John Miller, Senior Consultant, Sophicity

This article is posted with permission from VC3's blog and shares non-technical, municipal-relevant insights about critical technology issues, focusing on how technology reduces costs, helps better serve citizens, and lessens cybersecurity risks. VC3 is solely responsible for the article’s content.
This article originally appeared on Sophicity's CitySmart blog.

Body cameras for police officers have quickly gone from an expensive novelty to something that cities need to seriously consider. Even the President is now placing pressure on cities and pushing for financial incentives to help pay for body cameras. A recent article from The Arizona Republic points out that body cameras will actually become the norm within 10 years. Like it or not, these technology-intensive cameras will eventually become part of your public safety budget—if they aren’t being considered already.
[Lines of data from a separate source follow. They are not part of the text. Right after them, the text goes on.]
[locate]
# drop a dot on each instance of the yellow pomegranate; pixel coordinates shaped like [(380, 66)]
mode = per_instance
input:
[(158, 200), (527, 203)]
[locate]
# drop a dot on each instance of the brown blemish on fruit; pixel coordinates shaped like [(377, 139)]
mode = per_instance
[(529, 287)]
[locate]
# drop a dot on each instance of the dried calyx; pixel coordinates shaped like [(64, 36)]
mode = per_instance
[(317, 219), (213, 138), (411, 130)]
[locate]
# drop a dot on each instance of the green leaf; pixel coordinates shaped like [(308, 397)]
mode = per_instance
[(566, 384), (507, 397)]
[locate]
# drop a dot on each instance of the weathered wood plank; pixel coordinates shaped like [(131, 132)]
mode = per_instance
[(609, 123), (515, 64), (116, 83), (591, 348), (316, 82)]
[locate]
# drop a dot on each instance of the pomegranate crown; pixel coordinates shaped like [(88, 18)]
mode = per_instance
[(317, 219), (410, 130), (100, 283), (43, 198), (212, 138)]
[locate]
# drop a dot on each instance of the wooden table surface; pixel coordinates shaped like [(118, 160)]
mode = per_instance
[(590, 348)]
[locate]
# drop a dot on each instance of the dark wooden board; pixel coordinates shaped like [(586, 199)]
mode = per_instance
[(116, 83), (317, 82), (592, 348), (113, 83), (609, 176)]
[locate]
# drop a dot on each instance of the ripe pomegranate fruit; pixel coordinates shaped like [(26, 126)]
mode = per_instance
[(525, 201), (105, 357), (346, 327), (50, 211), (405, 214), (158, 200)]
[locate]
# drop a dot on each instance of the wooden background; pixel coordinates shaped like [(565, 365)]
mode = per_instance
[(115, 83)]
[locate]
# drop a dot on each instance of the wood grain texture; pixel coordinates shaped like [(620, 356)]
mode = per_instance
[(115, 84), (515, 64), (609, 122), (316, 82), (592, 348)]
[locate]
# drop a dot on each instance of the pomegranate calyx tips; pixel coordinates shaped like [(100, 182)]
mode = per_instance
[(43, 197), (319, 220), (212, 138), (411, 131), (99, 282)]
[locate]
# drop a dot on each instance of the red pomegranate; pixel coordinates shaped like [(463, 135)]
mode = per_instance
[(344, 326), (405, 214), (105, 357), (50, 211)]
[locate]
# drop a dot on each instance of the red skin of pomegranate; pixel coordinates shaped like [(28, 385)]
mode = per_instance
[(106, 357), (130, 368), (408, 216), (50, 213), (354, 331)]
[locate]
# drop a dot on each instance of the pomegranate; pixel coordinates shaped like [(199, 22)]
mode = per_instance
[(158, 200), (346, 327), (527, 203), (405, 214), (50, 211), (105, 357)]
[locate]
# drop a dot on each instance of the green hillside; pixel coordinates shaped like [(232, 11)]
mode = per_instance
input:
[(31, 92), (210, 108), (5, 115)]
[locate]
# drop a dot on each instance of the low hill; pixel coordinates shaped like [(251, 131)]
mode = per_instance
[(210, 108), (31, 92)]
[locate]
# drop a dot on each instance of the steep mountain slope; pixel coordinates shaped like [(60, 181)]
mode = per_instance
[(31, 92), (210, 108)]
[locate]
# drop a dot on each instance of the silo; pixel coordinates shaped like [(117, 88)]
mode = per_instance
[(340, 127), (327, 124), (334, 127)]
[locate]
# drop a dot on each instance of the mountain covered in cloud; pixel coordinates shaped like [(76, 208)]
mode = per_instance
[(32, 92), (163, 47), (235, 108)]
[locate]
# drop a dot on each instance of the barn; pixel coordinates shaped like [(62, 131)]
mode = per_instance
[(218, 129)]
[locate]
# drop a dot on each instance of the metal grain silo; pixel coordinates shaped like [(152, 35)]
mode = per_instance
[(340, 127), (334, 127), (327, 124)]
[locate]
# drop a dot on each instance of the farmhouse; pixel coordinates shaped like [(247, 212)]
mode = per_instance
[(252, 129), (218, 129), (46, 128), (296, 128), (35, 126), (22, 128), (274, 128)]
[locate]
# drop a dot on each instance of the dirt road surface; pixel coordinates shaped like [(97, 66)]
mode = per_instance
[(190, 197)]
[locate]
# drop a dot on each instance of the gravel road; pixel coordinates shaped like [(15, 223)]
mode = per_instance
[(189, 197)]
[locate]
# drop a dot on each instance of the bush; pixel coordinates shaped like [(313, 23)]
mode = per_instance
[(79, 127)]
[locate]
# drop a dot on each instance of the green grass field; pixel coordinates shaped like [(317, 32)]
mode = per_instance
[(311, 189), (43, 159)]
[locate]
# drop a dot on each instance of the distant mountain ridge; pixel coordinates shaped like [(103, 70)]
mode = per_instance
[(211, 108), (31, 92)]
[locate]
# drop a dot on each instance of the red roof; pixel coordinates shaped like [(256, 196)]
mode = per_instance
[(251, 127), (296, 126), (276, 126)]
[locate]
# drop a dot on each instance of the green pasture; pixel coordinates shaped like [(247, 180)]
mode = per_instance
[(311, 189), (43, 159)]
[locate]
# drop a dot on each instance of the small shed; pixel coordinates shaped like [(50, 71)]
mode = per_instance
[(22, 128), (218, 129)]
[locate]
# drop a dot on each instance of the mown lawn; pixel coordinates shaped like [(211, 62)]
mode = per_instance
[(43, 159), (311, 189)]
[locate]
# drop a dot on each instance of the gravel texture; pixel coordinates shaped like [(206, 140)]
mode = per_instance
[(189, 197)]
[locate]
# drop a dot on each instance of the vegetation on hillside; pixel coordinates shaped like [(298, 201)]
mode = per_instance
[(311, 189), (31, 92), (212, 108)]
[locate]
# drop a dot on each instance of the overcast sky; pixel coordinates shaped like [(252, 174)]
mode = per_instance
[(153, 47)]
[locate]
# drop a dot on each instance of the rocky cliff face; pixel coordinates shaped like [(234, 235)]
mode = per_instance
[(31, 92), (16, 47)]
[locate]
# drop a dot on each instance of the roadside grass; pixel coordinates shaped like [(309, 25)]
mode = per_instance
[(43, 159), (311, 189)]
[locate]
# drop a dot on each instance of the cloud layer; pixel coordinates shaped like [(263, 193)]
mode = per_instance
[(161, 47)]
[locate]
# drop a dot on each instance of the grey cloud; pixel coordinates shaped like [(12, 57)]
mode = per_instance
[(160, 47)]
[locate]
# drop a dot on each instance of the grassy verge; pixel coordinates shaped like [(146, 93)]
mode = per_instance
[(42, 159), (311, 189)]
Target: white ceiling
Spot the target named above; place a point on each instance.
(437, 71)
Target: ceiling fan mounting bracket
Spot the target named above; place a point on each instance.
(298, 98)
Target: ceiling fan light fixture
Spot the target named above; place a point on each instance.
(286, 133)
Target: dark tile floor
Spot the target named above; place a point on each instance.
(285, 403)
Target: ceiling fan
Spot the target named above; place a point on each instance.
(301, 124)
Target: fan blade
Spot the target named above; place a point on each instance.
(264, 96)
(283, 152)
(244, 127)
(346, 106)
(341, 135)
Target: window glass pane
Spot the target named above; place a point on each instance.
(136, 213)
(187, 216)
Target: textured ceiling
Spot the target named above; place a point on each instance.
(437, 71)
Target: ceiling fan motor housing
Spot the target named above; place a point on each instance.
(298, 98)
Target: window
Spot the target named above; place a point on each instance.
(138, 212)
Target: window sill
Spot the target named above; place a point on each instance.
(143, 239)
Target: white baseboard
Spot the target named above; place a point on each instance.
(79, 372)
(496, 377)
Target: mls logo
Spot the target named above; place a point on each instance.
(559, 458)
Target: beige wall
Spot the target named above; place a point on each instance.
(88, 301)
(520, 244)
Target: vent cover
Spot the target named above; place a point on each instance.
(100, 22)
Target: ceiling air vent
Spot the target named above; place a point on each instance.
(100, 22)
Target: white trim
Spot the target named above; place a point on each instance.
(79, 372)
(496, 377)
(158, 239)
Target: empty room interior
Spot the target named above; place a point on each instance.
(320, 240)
While many articles focus on the cameras, the logistics, and the politics of body cameras, many gloss over the underlying technology. If you’re using, actively planning for, or discussing the use of body cameras for your police officers, then we want to offer up a few questions you need to consider that are easy to overlook.
 
  1. Are you able to back up your data and recover it in case of a disaster? You should be backing up your data anyway, but it becomes even more important to recover from a disaster with all body camera footage data intact. This means a form of onsite backup that provides at least hourly snapshots of your data for quick recovery (in case of a server failure) and offsite backup that ensures you can recover your data in case a fire, flooding, tornado, or other disaster hits your city. Explore cloud solutions that offer unlimited offsite data backup storage under a set monthly cost. Otherwise, your costs could skyrocket out of control if you pay by the gigabyte or have caps to your current data backup storage.
  2. Is your data encrypted and secure? You absolutely don’t want people hacking into police footage from body cameras. This is a good time to review your security. Your body camera data needs to be encrypted onsite, offsite, and while in transit between machines (such as uploading or downloading information). That way, the information will be useless to hackers if they happen to access it. Then, you need to make sure that your network security or cloud provider security follows best practices and is monitored and maintained by experienced IT professionals.
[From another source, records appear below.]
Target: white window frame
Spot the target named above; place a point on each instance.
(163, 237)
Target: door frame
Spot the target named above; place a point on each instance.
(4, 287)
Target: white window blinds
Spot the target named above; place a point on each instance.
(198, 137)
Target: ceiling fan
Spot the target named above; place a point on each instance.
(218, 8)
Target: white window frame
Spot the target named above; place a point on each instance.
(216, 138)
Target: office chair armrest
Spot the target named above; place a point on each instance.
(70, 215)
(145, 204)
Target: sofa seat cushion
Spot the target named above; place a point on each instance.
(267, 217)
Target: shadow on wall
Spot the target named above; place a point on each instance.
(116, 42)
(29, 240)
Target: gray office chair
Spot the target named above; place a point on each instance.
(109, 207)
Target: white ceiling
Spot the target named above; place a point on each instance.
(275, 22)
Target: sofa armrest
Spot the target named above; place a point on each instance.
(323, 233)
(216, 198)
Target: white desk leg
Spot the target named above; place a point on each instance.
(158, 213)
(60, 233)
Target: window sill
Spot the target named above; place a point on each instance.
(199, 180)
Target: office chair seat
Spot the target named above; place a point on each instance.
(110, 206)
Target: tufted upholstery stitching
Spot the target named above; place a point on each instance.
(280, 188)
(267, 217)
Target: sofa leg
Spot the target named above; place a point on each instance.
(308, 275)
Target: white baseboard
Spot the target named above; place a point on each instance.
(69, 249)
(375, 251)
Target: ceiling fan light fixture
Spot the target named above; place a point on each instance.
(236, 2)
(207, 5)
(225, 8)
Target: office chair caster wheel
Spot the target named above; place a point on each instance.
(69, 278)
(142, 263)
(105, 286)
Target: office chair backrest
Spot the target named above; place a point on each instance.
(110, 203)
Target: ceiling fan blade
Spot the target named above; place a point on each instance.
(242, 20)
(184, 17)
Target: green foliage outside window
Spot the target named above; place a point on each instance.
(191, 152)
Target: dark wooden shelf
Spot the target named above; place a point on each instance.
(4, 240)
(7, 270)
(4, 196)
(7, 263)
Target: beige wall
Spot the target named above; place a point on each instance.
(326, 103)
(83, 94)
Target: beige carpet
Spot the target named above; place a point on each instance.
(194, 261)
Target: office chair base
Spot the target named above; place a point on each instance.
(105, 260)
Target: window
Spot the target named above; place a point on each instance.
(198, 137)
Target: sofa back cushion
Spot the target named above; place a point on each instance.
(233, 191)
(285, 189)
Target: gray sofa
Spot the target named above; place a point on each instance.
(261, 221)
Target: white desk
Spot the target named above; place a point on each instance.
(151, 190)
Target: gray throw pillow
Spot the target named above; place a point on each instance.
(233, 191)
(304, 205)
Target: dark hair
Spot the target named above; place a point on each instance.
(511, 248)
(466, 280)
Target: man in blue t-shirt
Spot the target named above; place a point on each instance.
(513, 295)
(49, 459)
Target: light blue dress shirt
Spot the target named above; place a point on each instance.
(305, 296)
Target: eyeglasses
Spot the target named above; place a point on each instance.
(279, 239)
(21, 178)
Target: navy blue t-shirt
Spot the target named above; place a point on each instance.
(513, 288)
  3. Do you have clear data retention policies that are easy to follow? A modernized storage system can help you store, archive, and find data easily. It helps when your storage repository can help you automate some of the more tedious aspects of retaining and deleting data according to the law. Body camera footage will be requested and demanded by people when a sensitive case arises, and you don’t want to be caught without data that you should actually have on hand. At the same time, you want to clear away as much data as possible if you’re not legally required to keep or store it.
  4. Do you test your ability to retrieve and successfully back up your data? Even given the precautions above, you cannot assume that everything is working properly. You absolutely must test your data backup and security to make sure that you eliminate any severe risk of a data breach or data loss. We recommend testing your data backup and security at least quarterly to make sure that all of your body camera footage is recoverable in case of a disaster and meets information security best practices. It’s becoming less and less excusable (and more embarrassing from a legal and public relations standpoint) when cities claim that data is missing or unrecoverable.
While cities might fear the costs of having to invest in body cameras, the situation gives cities an opportunity to examine the state of their current technology. Many of the questions above don’t just apply to body camera data. Data backup, disaster recovery, record retention, data storage, encryption, security, and testing come into play with all city data and information. Luckily, many of the investments needed are more cost-effective than ever.